I graduated high school in Arizona, College BA and MA in Southern California from Cal State at Fullerton and was also married at 19 during that time to Linn, who passed away late in 2013. As a team we saw our infinite possibilities; we learned to sail and had many adventures at sea, sailing the Pacific and South Pacific for 14 months in between teaching. During my teaching time, I have progressed from first grade to 3rd to high school to teaching life skills at a drug rehab center to College writing and finally teaching in the Texas Prison system, before retiring last year.

We traveled in a van all over this country, all over Mexico and part of Central America, spent a year traveling Europe and North Africa including Egypt, and East Africa, the greater part of that also living in a van with our well traveled Siamese cat.

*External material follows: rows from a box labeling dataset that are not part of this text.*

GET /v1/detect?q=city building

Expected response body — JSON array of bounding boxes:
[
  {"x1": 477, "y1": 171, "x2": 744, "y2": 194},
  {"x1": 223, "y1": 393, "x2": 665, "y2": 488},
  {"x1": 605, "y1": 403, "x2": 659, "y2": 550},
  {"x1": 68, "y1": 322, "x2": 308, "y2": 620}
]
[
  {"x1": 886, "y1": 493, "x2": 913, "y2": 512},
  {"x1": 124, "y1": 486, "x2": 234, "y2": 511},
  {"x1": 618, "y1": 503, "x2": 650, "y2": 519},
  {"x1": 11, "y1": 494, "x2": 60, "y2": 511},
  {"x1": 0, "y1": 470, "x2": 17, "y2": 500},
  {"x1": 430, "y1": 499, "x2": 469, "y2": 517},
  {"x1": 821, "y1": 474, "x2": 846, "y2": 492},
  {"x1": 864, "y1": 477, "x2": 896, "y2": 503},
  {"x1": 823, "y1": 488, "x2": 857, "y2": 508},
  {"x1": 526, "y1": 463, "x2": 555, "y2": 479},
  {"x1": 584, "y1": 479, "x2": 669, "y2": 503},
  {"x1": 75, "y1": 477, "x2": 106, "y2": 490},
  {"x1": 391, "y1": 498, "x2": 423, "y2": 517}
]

I view our sailing and travel adventures in much the way I view our adventures in endurance riding and preservation breeding. Our family started the sport of endurance in Texas in 1979, developed a ten year plan, which did not need us after only seven years... a smashing success. Both our sons are exceptional horsemen.

I wanted the best possible athletes for endurance and found them in the progeny of the mid 20th century imports from the Kingdom of Saudi Arabia. Early on we met Miss Jane Llewellyn Ott, and then our good fortune crossed our path with that of Sam Roach and since then we have struggled to save the Kingdom horses, both saving individual lines unmixed with others and also the many combinations that are possible. There are none of them who have not proved superior in cardio pulmonary ability. They are the original Bedouin War Horse... and they know it. The only surprises we have with them is the inexplicable loss of an occasional foal... Or the broken leg on the rare young stallion with only two get. I never get over it.

There are plenty of challenges with these Blue Star, only Sa'ud desertbreds, and the full gamut of character represented by individuals in the herd, but once you are the bonded partner, the War Horse will not fail you.